Aussi, pour les suivis de chevaux, Antoine avait une volonté forte que les plans soient stables, ce qui a représenté l’enjeu principal de mes recherches techniques.

Il y a deux principaux décors, Paris et l’Afghanistan. Comment s’est organisé le tournage ?

Nous n’avons pas pu tourner en Afghanistan et comme la pratique du Bouzkachi est extrêmement développée en Ouzbékistan, le producteur du film, Arthur, a décidé d’y déplacer les séquences afghanes là-bas. Toute l’attention du tournage était naturellement dirigée sur la partie ouzbek.
Un premier repérage fort chaotique nous a donné le « la » sur le travail à accomplir, tout en étant assez prometteur visuellement…
Les cultures sont très différentes et dans une économie de court-métrage, tout n’est pas simple. Il est difficile d’obtenir les arrangements qui sont le nerf de la guerre lorsque l’on part sur un projet aussi fragile financièrement qu’un court métrage… Car là-bas, personne ne comprend réellement la différence économique et la pratique du cinéma est très peu répandue sur le territoire.

C’est souvent vertigineux mais finalement c’est aussi l’occasion de questionner notre façon de fabriquer les films, de déterminer des priorités et de s’ouvrir à des cultures très riches qui viennent aussi alimenter l’imaginaire.

Nous avons pu travailler avec une société de machinerie russe bien implantée sur place, qui connaissaient bien le Bouzkachi et les « routes » sur place : c’est comme cela qu’une grue de 25m se retrouve transportée dans un ancien poids lourd de l’armée russe sur des terrains où même une Jeep avait du mal à circuler… Ou aussi que j’ai pu suivre les courses de chevaux caméra embarquée, Ronin à bout de bras à l’arrière d’un pickup, grâce à un système de sécurisation relativement optimal pour la situation… Ou encore que personne n’a été effrayé de voir 30 chevaux survoltés se disputer une carcasse de chèvre, parfois cognant de tout leur flanc sur la base de la grue de 25m !

En parallèle de cela, pendant la préparation, à chaque fois que nous nous rendions sur le décor, nous nous perdions et trouvions par chance un nouvel endroit pour tourner, que nous perdions le lendemain au profit d’un autre… Difficile d’imaginer que le jour J, tout et tout le monde serait prêt au rendez-vous avant le lever du soleil !

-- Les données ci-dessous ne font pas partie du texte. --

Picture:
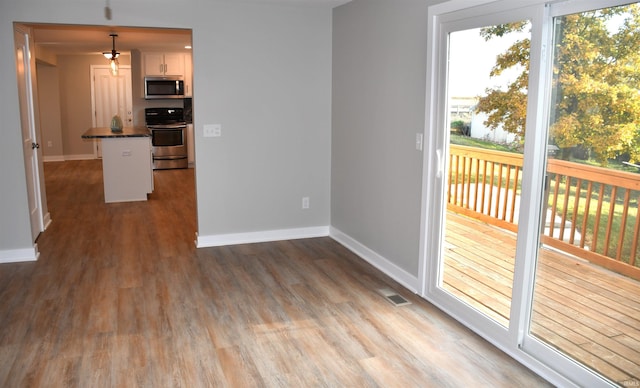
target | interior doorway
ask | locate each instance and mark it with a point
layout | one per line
(29, 120)
(88, 98)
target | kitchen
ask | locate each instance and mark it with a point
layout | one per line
(70, 94)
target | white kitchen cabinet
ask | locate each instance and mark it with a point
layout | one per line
(188, 75)
(127, 168)
(190, 145)
(161, 64)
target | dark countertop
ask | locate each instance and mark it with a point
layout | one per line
(105, 132)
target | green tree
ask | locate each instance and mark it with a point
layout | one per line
(596, 83)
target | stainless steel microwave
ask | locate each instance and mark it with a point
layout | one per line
(163, 87)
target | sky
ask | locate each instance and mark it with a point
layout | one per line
(471, 60)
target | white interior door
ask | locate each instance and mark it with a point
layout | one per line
(31, 148)
(111, 96)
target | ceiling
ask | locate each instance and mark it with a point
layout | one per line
(80, 39)
(77, 39)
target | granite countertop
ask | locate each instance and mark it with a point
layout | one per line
(105, 132)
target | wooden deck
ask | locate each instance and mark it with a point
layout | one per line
(587, 312)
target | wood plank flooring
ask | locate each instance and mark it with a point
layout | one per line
(120, 297)
(589, 313)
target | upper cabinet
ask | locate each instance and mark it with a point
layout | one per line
(161, 64)
(188, 75)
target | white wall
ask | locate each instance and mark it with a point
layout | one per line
(262, 71)
(379, 59)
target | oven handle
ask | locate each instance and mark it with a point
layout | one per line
(169, 157)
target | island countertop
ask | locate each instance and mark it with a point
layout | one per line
(106, 132)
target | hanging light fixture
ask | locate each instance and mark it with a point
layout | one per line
(112, 56)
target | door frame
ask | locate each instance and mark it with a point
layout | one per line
(516, 340)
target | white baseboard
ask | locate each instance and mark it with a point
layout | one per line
(80, 157)
(383, 264)
(19, 255)
(53, 158)
(46, 220)
(262, 236)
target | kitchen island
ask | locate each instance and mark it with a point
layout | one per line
(127, 163)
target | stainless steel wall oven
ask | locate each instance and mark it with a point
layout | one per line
(168, 137)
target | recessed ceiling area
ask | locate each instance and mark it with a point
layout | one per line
(81, 39)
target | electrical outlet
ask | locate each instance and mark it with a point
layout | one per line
(212, 130)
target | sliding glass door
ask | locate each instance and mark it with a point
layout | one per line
(586, 301)
(532, 175)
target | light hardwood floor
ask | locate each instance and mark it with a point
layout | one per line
(120, 297)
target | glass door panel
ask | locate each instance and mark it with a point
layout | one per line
(586, 301)
(484, 165)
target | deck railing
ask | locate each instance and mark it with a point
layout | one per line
(592, 212)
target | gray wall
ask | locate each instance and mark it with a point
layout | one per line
(49, 103)
(268, 83)
(379, 70)
(262, 71)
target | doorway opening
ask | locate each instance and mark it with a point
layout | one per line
(65, 55)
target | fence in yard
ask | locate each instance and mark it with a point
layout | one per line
(592, 212)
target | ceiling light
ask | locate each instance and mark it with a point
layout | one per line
(112, 56)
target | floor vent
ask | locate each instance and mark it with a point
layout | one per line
(393, 297)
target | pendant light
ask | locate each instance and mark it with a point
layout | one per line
(112, 56)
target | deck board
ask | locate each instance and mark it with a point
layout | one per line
(588, 312)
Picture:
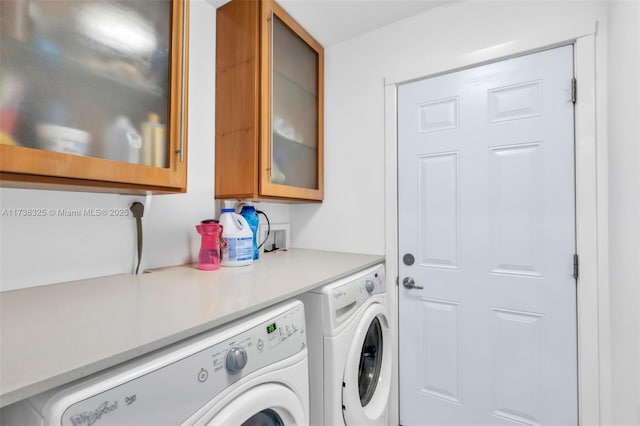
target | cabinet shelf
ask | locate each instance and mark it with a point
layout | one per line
(82, 114)
(55, 68)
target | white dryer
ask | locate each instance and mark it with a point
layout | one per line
(252, 372)
(349, 351)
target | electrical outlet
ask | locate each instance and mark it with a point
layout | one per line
(279, 237)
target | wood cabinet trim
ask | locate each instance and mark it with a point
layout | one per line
(21, 165)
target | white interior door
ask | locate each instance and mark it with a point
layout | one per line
(487, 228)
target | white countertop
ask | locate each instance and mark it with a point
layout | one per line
(54, 334)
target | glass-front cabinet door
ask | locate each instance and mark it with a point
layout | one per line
(292, 149)
(92, 93)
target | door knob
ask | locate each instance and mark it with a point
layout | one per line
(409, 283)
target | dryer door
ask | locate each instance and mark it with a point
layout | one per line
(264, 405)
(367, 375)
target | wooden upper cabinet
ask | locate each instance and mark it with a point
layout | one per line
(269, 105)
(93, 95)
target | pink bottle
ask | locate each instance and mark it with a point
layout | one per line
(209, 258)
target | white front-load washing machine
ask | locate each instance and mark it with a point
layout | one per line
(251, 372)
(349, 351)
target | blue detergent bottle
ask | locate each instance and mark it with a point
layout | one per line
(251, 216)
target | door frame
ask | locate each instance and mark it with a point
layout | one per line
(594, 376)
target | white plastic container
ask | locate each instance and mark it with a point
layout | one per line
(238, 237)
(122, 141)
(63, 139)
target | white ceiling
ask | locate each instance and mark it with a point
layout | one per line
(333, 21)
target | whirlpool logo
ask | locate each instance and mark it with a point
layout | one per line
(90, 417)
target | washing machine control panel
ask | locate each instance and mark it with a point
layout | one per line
(347, 295)
(201, 368)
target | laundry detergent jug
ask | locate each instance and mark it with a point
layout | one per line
(238, 237)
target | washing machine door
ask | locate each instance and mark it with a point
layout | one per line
(367, 375)
(264, 405)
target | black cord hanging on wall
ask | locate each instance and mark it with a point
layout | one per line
(137, 208)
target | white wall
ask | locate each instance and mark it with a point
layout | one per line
(624, 203)
(353, 211)
(38, 251)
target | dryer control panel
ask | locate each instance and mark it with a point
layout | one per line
(169, 386)
(344, 297)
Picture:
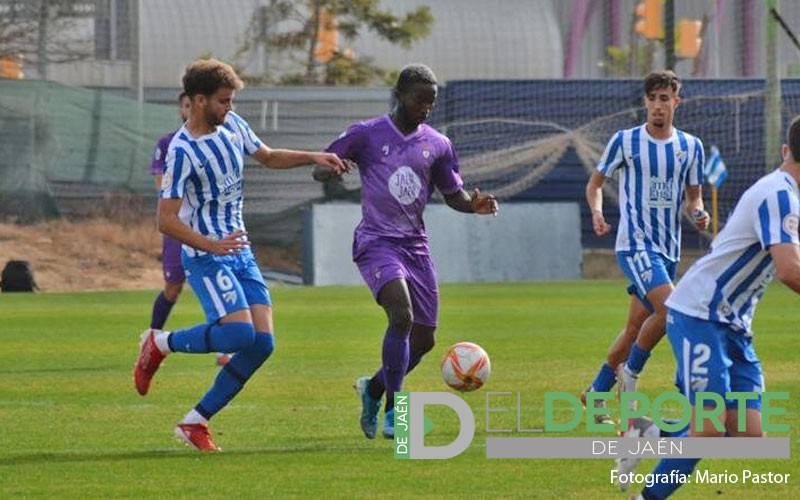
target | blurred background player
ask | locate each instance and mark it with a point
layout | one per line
(174, 277)
(400, 161)
(204, 167)
(657, 164)
(711, 310)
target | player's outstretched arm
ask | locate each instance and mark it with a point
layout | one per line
(287, 158)
(786, 257)
(694, 208)
(325, 174)
(476, 203)
(171, 225)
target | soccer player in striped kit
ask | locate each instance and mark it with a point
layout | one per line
(710, 313)
(658, 164)
(174, 277)
(204, 169)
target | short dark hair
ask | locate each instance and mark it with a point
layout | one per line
(414, 73)
(662, 80)
(206, 76)
(793, 138)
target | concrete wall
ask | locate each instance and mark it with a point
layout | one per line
(526, 241)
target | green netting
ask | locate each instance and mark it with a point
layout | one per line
(53, 135)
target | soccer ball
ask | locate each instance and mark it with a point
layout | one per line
(466, 367)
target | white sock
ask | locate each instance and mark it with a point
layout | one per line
(161, 342)
(194, 418)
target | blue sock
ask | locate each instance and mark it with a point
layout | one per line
(605, 380)
(637, 358)
(215, 337)
(235, 373)
(683, 466)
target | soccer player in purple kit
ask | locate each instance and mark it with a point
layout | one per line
(174, 277)
(204, 169)
(401, 160)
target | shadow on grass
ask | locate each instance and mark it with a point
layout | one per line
(62, 370)
(160, 454)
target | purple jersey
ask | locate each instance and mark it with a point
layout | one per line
(160, 154)
(398, 175)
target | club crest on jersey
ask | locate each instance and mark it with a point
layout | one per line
(660, 192)
(790, 224)
(405, 185)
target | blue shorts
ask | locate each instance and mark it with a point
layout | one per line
(225, 284)
(712, 357)
(646, 271)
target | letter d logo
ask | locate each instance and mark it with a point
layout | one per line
(414, 439)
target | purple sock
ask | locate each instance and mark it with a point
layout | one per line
(395, 362)
(161, 309)
(376, 385)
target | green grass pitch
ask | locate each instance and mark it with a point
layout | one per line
(72, 425)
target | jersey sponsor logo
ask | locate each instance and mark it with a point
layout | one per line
(166, 181)
(660, 193)
(231, 184)
(405, 185)
(790, 224)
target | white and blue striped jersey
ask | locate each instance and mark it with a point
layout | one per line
(725, 285)
(207, 173)
(653, 174)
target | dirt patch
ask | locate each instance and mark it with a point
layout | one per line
(99, 254)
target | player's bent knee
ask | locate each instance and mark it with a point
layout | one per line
(236, 336)
(401, 319)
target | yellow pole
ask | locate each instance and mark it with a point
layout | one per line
(714, 212)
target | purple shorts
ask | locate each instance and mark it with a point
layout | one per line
(171, 260)
(381, 261)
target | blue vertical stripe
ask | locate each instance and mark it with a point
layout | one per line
(745, 283)
(235, 158)
(198, 191)
(637, 185)
(763, 219)
(672, 228)
(223, 167)
(177, 173)
(726, 276)
(785, 209)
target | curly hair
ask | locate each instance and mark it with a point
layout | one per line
(206, 76)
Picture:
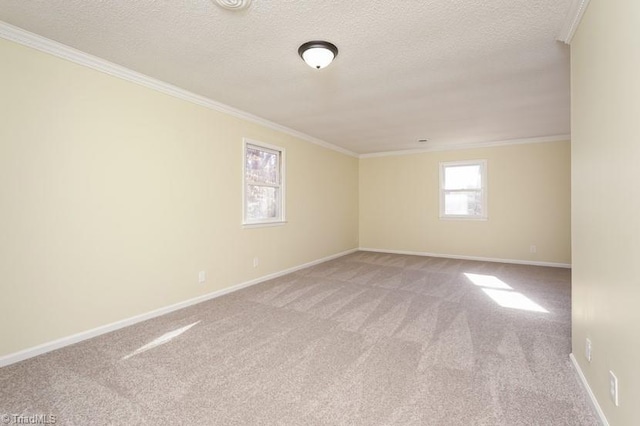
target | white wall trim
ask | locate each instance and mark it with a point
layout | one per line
(478, 258)
(469, 145)
(26, 38)
(583, 379)
(572, 20)
(78, 337)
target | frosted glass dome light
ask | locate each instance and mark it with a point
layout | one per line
(318, 54)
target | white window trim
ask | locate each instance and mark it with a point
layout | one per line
(484, 190)
(281, 220)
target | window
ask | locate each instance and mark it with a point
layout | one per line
(263, 184)
(463, 190)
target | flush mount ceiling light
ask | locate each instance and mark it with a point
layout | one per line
(233, 4)
(318, 54)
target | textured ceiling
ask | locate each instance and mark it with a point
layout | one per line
(451, 71)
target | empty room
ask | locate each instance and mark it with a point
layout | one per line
(252, 212)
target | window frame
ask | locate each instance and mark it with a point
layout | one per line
(483, 189)
(280, 203)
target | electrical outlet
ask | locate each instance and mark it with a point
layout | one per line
(613, 387)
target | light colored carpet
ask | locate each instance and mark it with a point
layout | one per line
(366, 339)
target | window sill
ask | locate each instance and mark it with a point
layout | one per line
(263, 224)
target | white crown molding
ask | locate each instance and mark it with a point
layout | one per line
(26, 38)
(476, 258)
(592, 396)
(572, 20)
(22, 355)
(471, 145)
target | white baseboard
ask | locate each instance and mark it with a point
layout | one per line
(482, 259)
(75, 338)
(583, 379)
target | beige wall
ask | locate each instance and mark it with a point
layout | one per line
(605, 63)
(114, 196)
(528, 204)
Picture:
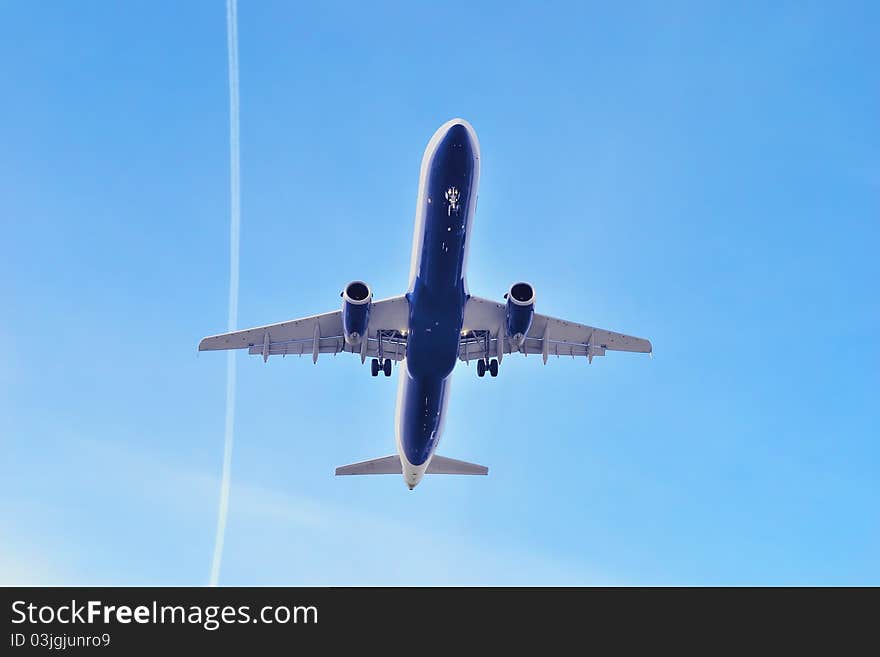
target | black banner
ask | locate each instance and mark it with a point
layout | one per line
(148, 620)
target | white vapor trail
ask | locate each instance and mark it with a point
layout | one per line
(234, 238)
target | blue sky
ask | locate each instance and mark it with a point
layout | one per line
(703, 175)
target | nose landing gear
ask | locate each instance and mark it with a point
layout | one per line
(376, 367)
(484, 365)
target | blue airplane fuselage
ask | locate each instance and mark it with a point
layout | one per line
(438, 291)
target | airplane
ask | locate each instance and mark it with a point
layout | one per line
(436, 323)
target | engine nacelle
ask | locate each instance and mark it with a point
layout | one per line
(356, 301)
(520, 311)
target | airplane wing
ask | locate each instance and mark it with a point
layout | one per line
(484, 322)
(322, 334)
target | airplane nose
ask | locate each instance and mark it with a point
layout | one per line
(458, 133)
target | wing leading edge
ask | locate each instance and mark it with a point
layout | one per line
(322, 334)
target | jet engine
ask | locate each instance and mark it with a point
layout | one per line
(520, 310)
(357, 297)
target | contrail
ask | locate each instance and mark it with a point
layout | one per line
(234, 237)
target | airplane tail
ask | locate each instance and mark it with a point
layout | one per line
(391, 465)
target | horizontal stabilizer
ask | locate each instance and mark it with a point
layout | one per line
(443, 465)
(391, 465)
(385, 465)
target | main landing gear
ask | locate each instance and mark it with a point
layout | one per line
(385, 367)
(485, 364)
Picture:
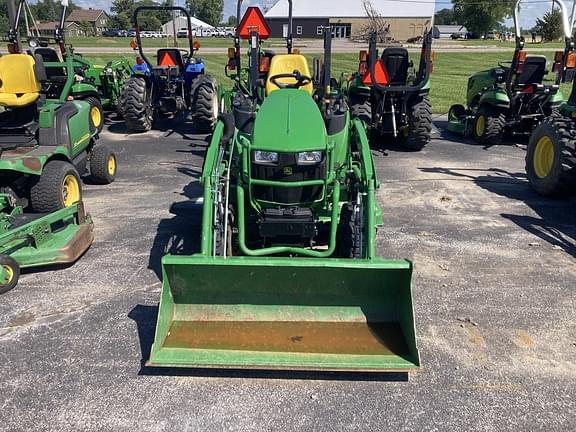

De retour en France, les 4 jours de tournage sont apparus très simples, en tous cas classiques dans leur mise en oeuvre. Mais avec un parti-pris esthétique fort pour certaines séquences… Comme lorsque la pièce est éclairée d’une couleur que l’on ne situe pas bien, entre le cyan et le bleu… J’aime beaucoup, ainsi que la pénombre, osée, que l’on ne peut pas totalement décider seule : Antoine me faisait totalement confiance et a appuyé ce choix jusqu’en étalonnage, sans crainte.

Quels ont été vos choix en terme de traitement d’image, sur le format scope notamment ?

L’envie première d’Antoine était de filmer les chevaux en scope. Cela m’a paru évident aussi à vrai dire… Nous avons fait des premiers essais en anamorphique, mais pour des questions financières et techniques, j’ai aussi voulu lui montrer du 2.35 sphérique. Les Cooke S3 nous ont tous les deux beaucoup plu, un petit côté chaud et vintage qui a convaincu instinctivement Antoine. Pour le look de l’image, j’ai proposé à Antoine une LUT Fuji aux essais, que l’on a continué d’appliquer au tournage. Elle n’était pas dosée à 100% mais permettait de poser la gamme de couleurs et contraste dès le montage, ensuite précisés en étalonnage.

Le film est tourné en décor naturel. Quelle était ta stratégie de mise en lumière ?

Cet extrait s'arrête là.